Let’s first examine briefly what makes Transacted Persistence such a complex topic. (For more detailed information, see the spec “NGWS Runtime Services: Object Persistence and Serialization”)
Consider a very simple, and imaginary, Sales Order Processing System. A Salesman gathers orders at a Customer site. Later, these are fed into the company computer, which creates objects in memory, representing the situation, as shown below:
This shows a graph of objects, representing a Customer, linked to a Salesman, and to three Orders. The objects have been created by processing the Salesman’s orders, connecting with company databases to check Customer details (billing address, delivery address, credit limit, discount levels, etc), similarly to check stock details (numberof items in stock, price, weights for transportation, etc). The result is to dispatch these orders to the shipping department, with billing information to the Accounts department, etc.
All of this processing has been done under transactional control, with all that entails – locks held on database records to ensure isolation, two-phase commit protocol across multiple resource managers, write-ahead logging to ensure atomicity and recoverability, etc, etc.
The fields of the objects have been populated with values held in various company databases. For example, all fields of the Salesman object may come from one record in the company’s Salesman database. Of course, as the orders are processed, the system may update a TotalOrderValue field of that object, to reflect his monthly commission payment – and this information must be saved when the transaction completes. On the other hand, the Customer object may derive from several database tables – one for Customers, plus another for Addresses. So, populating the Customer object may involve extracting various columns from a Customer row, plus various colums from an Address row, into a buffer, which is then Deserialized into the object.
Conversely, when the transaction completes, serialization of the object graph may be a complex process – selecting some fields of an object to update certain columns of a database table row, with other fields sent to a different destination. Some fields may even be copied twice, if the database schema has been denormalized for performance reasons. Moreover, the backing databases may not all be from the same vendor – for example, a mixture of SQL Server, Oracle, and legacy C-ISAM.
The system must also be sure not to construct two instances of the same Customer in memory – that’s to say, two copies of the object representing that particular customer. Allowing this to happen blows apart the guarantees required for Enterprise transactions, opening the field to lost updates, database inconsistencies, etc, etc. Similarly, when a transaction commits, the object graph must be either destroyed, or at least marked ‘stale’ to safeguard against multiple conflicting versions of the truth.
This situation for transacted persistence becomes even more involved once we consider offline order processing, where disconnected object graphs are operated upon by a remote computer, with the changes only eventually brought back into a transaction and reconciled.

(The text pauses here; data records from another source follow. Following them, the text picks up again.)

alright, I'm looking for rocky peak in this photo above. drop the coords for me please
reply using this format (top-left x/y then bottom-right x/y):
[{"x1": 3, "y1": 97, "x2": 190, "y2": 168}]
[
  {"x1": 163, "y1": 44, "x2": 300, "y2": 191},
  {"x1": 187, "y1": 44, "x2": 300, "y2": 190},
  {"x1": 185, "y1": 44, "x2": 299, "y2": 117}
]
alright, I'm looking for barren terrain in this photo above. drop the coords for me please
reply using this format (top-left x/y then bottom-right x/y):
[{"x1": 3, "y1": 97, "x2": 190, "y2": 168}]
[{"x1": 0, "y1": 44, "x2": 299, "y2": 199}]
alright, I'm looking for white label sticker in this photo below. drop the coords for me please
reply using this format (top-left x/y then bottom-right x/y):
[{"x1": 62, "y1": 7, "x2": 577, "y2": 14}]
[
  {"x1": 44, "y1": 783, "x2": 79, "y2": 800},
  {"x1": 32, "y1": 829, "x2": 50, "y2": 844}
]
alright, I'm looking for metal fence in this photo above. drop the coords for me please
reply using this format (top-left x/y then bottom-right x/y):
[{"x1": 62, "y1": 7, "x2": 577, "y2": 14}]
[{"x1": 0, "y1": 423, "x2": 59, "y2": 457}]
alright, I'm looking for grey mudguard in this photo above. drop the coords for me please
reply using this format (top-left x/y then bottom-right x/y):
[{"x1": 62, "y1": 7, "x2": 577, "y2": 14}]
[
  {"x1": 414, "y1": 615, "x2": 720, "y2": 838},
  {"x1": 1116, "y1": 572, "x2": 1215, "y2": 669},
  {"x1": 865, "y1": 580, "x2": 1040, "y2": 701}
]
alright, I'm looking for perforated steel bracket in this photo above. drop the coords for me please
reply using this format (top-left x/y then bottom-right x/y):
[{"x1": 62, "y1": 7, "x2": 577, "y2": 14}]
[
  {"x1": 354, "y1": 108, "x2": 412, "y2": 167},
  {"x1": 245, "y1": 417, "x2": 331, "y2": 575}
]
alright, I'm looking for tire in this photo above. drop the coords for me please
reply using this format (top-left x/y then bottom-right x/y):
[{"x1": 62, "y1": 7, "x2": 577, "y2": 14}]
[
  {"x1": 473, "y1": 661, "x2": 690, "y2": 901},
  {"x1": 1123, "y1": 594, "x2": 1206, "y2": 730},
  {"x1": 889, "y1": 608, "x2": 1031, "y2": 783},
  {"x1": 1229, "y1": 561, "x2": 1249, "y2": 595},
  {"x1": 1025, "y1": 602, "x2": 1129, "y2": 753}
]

It should be clear from this much-simplified description of transacted persistence, that the requirements it imposes upon the runtime’s simple Serialization service are profound. The solution proposed is to layer the two – so that transacted persistence achieves what it needs to do, by providing its own Formatters and Serializers, but whose structure and interfaces, comply with the model followed by other, simpler, consumers of the Serialization service. Of course, transacted persistence may freely use some base services provided by the layer beneath (eg controlled and efficient access to the private fields of an object), but attempts to-date suggest it is impractical to provide a general-purpose Serialization service that fully meets the requirements of all conceivable scenarios for customer transacted persistence.